With my academic background in environmental law and policy, I find myself thinking about and studying the subject through the conceptual lens of the principles of permaculture. Instead of looking at a law and/or policy on its face, I am far more interested by the trends of movement of the law and policy; I am interested in where the contemporary legal frameworks are situated in the historical context over time. By understanding where the law has been you can more accurately understand and anticipate where it may be going. This reveals, in a sense, a hierarchy of potential intervention. If, say, one legal doctrine is trending favorably towards environmental health, community sovereignty, and independence, while another is trending divergently towards subjugation, dependence and degradation then perhaps more resources ought to be directed towards intervening in the trend of the latter doctrine and fewer towards the earlier. It is true that similar to a protracted and thoughtful relationship with a visible landscape, an engaged kinship with our social, or invisible, structures yields analogous results.
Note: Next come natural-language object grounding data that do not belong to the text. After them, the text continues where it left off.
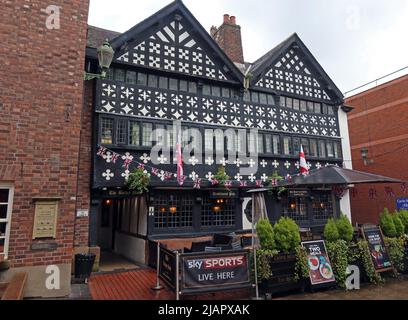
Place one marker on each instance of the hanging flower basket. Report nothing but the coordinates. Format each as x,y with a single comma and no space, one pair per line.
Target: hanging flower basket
138,181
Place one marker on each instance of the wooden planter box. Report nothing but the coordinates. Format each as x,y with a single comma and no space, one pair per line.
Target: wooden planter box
406,259
359,263
283,276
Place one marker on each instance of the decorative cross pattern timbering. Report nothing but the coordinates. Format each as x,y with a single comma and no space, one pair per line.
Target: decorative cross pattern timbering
138,101
114,175
292,75
173,48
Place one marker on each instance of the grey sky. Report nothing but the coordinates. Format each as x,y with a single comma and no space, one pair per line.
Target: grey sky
355,41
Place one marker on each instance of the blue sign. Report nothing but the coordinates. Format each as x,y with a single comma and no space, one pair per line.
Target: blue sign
402,204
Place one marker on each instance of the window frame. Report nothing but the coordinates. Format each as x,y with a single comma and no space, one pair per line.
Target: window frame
7,221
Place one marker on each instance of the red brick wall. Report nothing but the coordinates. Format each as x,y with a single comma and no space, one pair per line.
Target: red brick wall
41,93
85,159
228,37
379,122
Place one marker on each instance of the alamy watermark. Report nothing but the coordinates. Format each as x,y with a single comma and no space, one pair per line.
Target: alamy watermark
53,21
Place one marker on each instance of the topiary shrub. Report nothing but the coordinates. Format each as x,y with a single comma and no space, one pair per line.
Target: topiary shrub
344,228
399,226
287,236
403,215
265,234
138,181
330,231
387,224
396,250
338,254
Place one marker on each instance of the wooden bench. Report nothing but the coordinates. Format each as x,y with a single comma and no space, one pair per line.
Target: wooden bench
15,289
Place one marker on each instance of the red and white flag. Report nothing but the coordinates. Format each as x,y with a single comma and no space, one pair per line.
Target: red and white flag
180,171
303,164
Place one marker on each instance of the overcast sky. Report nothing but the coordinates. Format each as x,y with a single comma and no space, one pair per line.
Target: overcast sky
355,41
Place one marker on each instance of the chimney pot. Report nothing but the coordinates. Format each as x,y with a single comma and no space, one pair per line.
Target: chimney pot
226,18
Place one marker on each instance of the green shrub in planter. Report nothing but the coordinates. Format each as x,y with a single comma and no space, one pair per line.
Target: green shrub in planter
338,254
330,231
138,181
344,228
399,226
403,215
365,256
387,224
287,236
396,250
265,234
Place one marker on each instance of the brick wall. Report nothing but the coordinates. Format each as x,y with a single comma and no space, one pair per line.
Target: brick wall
379,123
41,98
85,166
228,37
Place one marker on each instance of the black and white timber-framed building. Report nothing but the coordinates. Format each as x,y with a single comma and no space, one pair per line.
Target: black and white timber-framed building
168,68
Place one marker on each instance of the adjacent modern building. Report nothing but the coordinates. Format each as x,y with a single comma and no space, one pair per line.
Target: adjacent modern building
168,68
378,135
69,146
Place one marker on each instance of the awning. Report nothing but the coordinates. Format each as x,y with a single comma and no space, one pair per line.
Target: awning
334,175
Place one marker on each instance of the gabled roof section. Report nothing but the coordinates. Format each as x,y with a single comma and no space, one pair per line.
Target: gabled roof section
173,40
291,68
96,36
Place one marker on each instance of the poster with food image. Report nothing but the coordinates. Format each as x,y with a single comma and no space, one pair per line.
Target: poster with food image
320,268
378,250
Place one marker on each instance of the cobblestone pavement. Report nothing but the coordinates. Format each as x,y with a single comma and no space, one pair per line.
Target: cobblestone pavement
393,289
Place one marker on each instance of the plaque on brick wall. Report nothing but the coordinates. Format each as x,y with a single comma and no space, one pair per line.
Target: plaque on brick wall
45,219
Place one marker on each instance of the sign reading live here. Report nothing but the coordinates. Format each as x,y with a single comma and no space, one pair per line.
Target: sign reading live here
215,271
320,269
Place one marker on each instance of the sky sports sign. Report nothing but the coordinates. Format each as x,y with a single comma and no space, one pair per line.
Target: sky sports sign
213,272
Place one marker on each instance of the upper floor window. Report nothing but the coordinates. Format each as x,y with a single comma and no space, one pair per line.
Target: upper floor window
107,131
305,106
6,205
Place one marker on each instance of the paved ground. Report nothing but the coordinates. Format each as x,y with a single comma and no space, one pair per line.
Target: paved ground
136,285
393,289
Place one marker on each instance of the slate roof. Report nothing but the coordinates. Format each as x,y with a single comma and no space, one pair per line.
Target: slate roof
96,36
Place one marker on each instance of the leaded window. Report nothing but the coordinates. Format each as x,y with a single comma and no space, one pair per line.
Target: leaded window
147,130
134,130
295,208
260,144
322,206
6,204
173,211
218,212
107,131
121,132
322,149
313,148
330,150
287,146
276,144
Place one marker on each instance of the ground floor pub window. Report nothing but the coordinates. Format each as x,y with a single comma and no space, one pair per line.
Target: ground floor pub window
295,208
173,211
217,212
6,198
322,206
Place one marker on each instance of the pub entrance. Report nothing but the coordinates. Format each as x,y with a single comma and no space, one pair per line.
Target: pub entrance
121,232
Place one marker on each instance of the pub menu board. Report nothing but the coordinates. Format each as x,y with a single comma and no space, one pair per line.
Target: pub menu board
215,271
168,267
378,250
45,219
320,269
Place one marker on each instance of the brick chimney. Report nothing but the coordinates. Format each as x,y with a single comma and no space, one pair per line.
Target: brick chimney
228,37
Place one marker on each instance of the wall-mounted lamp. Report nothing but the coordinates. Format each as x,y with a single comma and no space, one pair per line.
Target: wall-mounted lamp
364,156
105,57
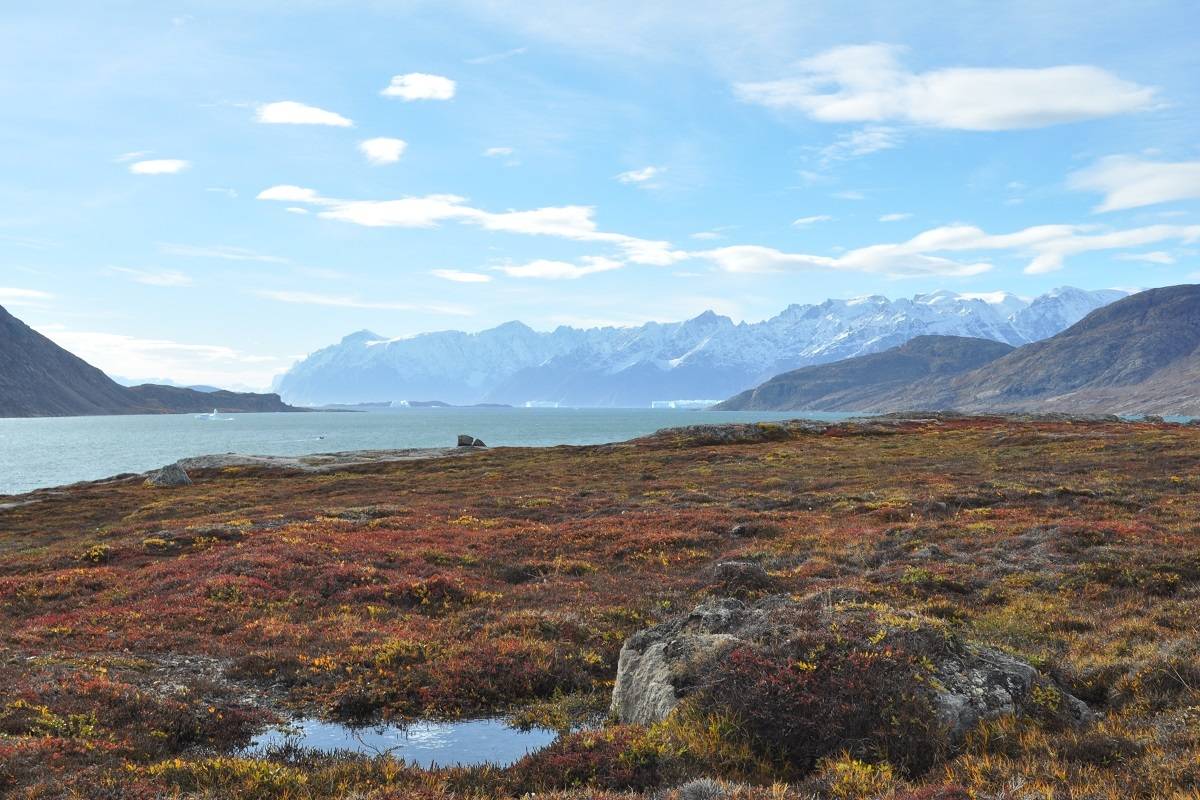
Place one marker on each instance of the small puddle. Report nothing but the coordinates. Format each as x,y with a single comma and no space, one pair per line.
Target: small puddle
423,744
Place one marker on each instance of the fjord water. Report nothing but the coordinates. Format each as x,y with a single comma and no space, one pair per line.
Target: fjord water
43,452
425,744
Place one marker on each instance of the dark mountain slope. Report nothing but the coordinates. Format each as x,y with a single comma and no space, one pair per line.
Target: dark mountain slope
1140,354
39,378
869,383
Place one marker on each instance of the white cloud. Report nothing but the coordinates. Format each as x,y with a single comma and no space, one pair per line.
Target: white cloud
289,194
492,58
552,270
15,296
153,278
383,150
459,276
1153,257
220,251
345,301
119,354
420,85
125,157
640,175
288,112
1131,182
159,167
573,222
868,83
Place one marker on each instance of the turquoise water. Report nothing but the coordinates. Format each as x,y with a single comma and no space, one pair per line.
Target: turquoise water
46,452
423,744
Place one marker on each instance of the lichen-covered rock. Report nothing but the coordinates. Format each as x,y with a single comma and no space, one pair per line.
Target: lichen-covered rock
822,647
172,475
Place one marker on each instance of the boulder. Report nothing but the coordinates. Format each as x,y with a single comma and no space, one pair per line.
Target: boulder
171,475
961,684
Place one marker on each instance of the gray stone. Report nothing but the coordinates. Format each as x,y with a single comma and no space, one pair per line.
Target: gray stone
169,476
661,665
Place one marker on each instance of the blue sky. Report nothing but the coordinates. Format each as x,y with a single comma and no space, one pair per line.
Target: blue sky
207,191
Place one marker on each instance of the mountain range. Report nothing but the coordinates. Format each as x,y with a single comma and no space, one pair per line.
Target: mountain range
706,358
39,378
1140,354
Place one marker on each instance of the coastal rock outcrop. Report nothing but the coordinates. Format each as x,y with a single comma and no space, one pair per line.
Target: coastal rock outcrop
169,476
846,654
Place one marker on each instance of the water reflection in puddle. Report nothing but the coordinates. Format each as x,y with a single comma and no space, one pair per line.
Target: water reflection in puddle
423,744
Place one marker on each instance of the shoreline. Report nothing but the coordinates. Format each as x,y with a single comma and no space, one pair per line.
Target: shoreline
700,433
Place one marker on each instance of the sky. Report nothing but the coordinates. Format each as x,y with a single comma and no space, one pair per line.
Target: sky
205,192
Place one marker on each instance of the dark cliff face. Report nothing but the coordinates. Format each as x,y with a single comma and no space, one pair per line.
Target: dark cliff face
39,378
867,383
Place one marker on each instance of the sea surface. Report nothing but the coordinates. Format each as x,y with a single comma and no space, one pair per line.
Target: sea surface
45,452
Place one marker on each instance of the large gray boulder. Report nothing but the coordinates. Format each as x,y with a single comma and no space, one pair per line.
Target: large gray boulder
169,476
663,665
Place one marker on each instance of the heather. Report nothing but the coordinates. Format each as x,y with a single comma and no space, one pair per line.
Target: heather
145,633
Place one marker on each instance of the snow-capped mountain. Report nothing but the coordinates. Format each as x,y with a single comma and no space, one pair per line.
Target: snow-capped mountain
706,358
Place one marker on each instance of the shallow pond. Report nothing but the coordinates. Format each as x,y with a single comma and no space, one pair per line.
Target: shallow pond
421,744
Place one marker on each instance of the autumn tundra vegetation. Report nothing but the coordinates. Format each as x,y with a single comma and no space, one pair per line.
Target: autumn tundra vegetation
148,632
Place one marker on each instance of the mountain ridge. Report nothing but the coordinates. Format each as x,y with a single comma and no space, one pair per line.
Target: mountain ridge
706,356
39,378
1138,355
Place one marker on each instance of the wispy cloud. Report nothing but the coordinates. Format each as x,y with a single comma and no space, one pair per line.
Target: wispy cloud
492,58
119,354
803,222
1132,182
383,150
862,143
642,175
553,270
153,278
1153,257
289,112
420,85
159,167
1047,246
573,222
868,83
220,251
345,301
459,276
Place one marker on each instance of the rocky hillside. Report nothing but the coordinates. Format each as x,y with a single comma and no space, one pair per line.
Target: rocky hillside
39,378
1139,355
869,382
706,358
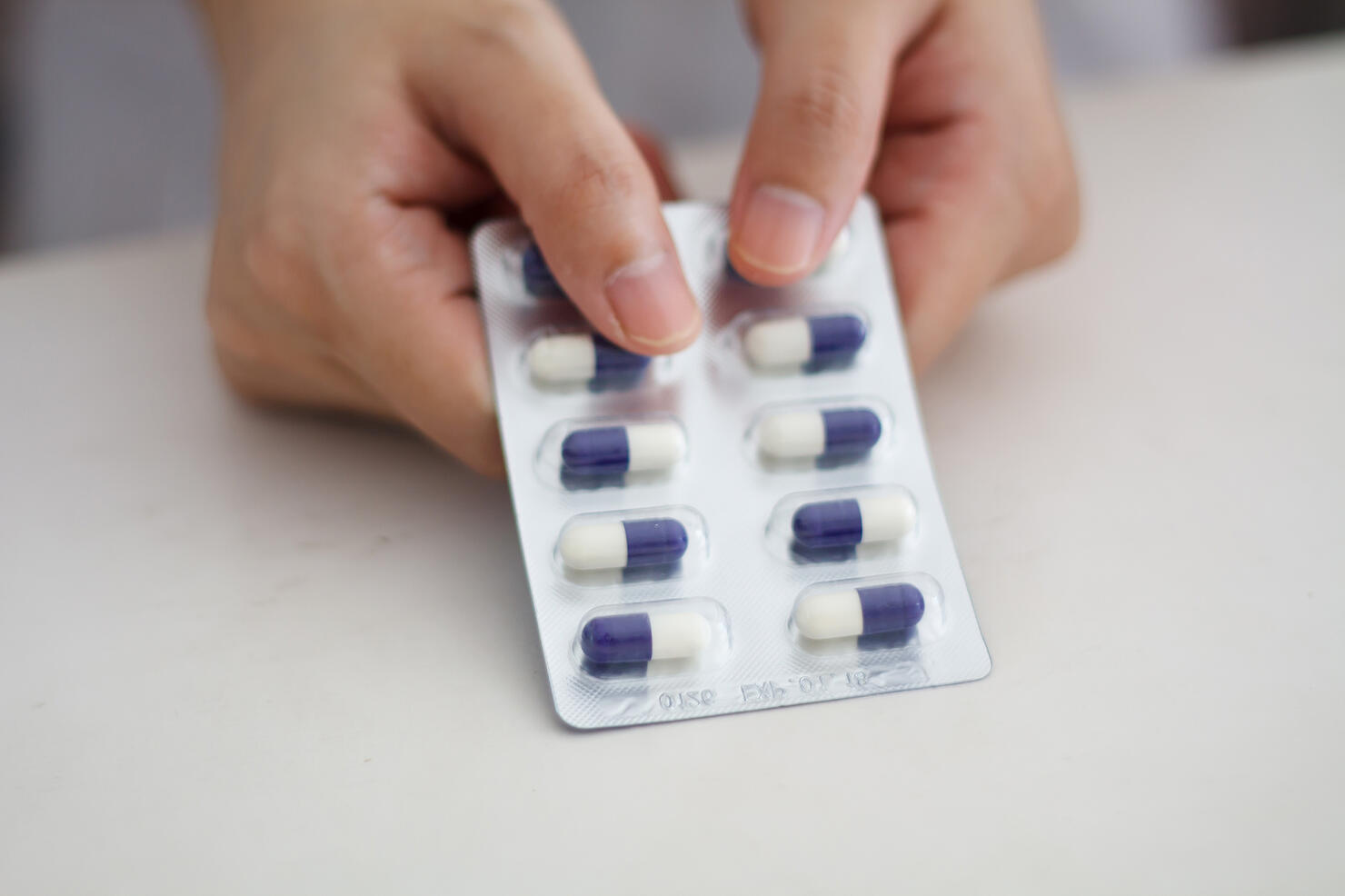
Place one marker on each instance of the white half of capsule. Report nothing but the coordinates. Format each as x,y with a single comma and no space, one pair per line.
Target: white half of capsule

So how does one observe and interact? Naturalist John Muir Laws articulates three prompts to facilitate deep observation and thoughtful interaction in a student new to the idea. He proposes one articulate their observation verbally to themselves as “I notice… I wonder… and it reminds me of…” Using these prompts, Laws suggests, “keeps observations in conscious working memory long enough for your own brain to convert them to long term memories.” It is those long term memories the serve as the basis for pattern recognition. So whether we are applying the skill of observation to our social systems, our physical systems or both, it is critical that we bring a curious, open mind willing to learn intellectually, emotionally and spiritually as we engage deeper with our context. It is curiosity after all, that brought formulaically minded third year law student to embrace a new and deeper relationship with not only the law, but also the entire natural world.